Campus Energy Initiatives, Arizona State University
ASU Energy Conservation Project
To reduce its overall energy consumption and water use, ASU recently completed a 24-month energy conservation project directed toward upgrading the utilities infrastructure on the Tempe campus. This project involved retrofitting lighting systems; replacing motors, chiller and cooling tower; upgrading HVAC systems; insulating steam pipes; installing a solar photovoltaic parking cover; initiating a boiler blow-down heat recovery system; installing direct digital control systems for new central plant equipment; and installing thermal energy storage controls.
Encompassing 80 buildings, the retrofits generated by this project will reduce energy consumption by about 33 million kWh per year and will decrease emissions by approximately 69,069,000 pounds of carbon dioxide; 1,254 pounds of volatile organic compounds (VOCs); 137,742 pound of nitrogen oxide (NOx); 7,623 pounds of particulates; and 429,594 milligrams of mercury every year.
In addition to these retrofits, ASU also has begun to install an energy information system on campus that will provide real-time, on-line access to information about how campus buildings are consuming energy.
Mandated Heating and Cooling Temperatures
To reduce energy consumed in the heating and cooling of ASU buildings, room temperature guidelines at ASU’s Tempe campus mandate that classrooms and offices are heated to no higher than 68 degrees Fahrenheit and are cooled to no lower than 78 degrees Fahrenheit.
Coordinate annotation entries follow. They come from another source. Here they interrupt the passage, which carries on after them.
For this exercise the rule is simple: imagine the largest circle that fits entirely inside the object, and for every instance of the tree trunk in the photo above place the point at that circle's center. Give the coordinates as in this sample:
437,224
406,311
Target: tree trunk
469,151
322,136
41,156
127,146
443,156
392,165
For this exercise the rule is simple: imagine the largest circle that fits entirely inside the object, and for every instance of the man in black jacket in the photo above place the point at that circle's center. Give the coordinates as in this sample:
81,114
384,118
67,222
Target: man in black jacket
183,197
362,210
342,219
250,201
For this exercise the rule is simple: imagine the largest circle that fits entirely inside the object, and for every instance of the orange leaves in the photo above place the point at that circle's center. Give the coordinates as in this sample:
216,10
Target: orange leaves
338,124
In addition, many buildings are being shut down on nights and on weekends.
Solar Powered Parking Structure
With more than 300 sunny days per year, Phoenix is a prime location for developing and using solar power. The roof of ASU’s Tyler Street Parking Structure houses a 30 kW photovoltaic system that generates energy for internal lights and provides shade for parked cars during the day. The receptors produce energy during peak energy and parking demand hours, allowing the university to conserve energy, reduce harmful emissions, and at the same time, comply with the university’s green building initiative.
Contract with Solar Developers
The Clinton Climate Initiative (CCI) was launched in August 2006 with the mission of applying a business-oriented approach to the fight against climate change in practical, measurable and significant ways. In November 2007, ASU issued a request for proposals, seeking a Solar Energy Performance Contract in line with the CCI. The intent of the contract is to establish an ongoing business relationship with a solar developer(s), to solarize over 310,000 sq ft of ASU building roofs, and to use the facilities as a key educational component of the Global Institute of Sustainability. Four to seven megawatts of power will be produced for ASU under a qualified management agreement.